Dabei ist zu beachten: Rundfunkanbieter ist ein Streamer grds. auch ohne eine Rundfunkzulassung, wenn er denn regelmäßig streamt, d.h. es braucht keiner Rundfunkzulassung, um in den fragwürdigen Genuss dieser Rechtsauslegung zu gelangen.
Wir können jedem Betroffenen nur raten, sich im Einzelfall rechtlich beraten zu lassen und auch Rechtmitteln in Erwägung zu ziehen oder sich unter den Vorbefassungsschutz einer Einrichtung der freiwilligen Selbstkontrolle (wie der „USK“) zu begeben. Als Mitglied einer solchen Einrichtung sind die Landesmedienanstalten nämlich gezwungen, die Rechtsfrage zuerst mit der Einrichtung zu erörtern, die ggfs. andere Mittel hat, eine solche Frage klären zu lassen.
Fazit: Es gibt keine neuen Jugendschutzvorschriften für Streamer.
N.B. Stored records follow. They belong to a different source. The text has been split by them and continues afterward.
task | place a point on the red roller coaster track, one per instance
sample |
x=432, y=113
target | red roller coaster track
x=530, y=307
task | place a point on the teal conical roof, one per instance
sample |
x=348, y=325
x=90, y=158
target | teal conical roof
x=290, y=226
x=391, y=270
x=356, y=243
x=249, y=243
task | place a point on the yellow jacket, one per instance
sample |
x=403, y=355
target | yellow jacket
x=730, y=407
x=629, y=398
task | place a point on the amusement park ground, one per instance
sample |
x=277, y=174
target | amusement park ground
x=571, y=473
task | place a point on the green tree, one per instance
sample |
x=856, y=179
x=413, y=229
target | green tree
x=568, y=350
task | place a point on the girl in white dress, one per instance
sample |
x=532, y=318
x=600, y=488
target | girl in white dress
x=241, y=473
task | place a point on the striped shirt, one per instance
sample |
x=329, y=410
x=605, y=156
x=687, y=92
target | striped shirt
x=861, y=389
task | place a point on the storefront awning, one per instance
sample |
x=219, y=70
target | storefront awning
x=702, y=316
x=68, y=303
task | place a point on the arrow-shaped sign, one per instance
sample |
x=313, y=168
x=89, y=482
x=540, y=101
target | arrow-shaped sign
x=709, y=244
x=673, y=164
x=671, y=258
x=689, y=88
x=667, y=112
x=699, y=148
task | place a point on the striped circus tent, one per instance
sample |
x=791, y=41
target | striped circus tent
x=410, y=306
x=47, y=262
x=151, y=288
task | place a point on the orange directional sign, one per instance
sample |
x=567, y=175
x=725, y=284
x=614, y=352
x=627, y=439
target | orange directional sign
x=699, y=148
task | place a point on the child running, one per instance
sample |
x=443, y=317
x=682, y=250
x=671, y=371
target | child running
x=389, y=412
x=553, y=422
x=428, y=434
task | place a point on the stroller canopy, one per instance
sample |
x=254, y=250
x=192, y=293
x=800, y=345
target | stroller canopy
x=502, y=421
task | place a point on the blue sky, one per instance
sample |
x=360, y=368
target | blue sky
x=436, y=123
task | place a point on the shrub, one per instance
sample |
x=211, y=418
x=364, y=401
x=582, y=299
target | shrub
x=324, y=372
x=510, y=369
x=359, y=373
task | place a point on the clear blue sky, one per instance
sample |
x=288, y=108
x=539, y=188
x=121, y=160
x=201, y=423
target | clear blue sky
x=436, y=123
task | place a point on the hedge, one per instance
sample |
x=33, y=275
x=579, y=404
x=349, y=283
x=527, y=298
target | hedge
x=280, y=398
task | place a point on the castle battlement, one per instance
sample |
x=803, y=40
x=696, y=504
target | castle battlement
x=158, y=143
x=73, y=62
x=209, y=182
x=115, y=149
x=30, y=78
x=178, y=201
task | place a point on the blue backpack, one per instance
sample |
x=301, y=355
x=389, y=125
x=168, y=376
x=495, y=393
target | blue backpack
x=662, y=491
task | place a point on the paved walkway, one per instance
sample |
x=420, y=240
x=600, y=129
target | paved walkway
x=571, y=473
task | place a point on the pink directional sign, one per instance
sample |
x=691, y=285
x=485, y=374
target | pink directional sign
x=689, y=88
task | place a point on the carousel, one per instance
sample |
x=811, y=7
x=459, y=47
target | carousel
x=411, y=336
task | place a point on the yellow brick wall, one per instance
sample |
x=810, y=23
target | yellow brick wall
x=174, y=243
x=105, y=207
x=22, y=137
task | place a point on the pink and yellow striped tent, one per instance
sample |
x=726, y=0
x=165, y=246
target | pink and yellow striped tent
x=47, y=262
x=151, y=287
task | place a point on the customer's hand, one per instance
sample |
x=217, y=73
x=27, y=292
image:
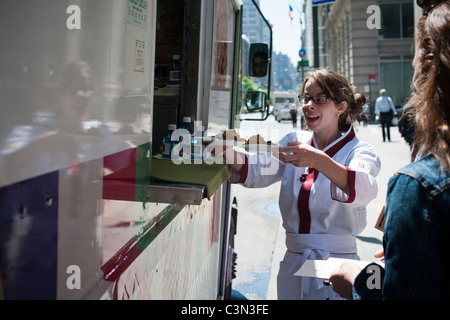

Die Kennzeichnung als „ab 18“ mit Jusprog dürfte auch weiterhin ausreichend sein. Andere Auslegungen durch Landesmedienanstalten sind bisher gerichtlich nicht bestätigt.
Zuletzt noch ein Hinweis: Nur weil ein Spiel eine Wertung „USK 18“ erhalten hat, muss das nicht heissen, dass ein entsprechender Stream ebenfalls eine solche Einordnung erhalten würde. Tatsächlich ist es sogar recht wahrscheinlich, dass ein Stream eine niedrigere Einstufung erhalten kann, denn im Unterschied zu dem aktiven Medium des Computerspiels, bei dem der Spieler immersiv selbst Entscheidungen trifft und erlebt, ist die Wirkung eines Videos als reines Konsummedium durchaus anders zu beurteilen. Ein Stream ist daher nach seinem eigenen Inhalt zu beurteilen. Die USK Wertung des Spiels mag ein Indiz sein, mehr aber nicht. Wer einmal einem Streamer mit Lachflash „Resident Evil“ hat spielen sehen, das nachvollziehen.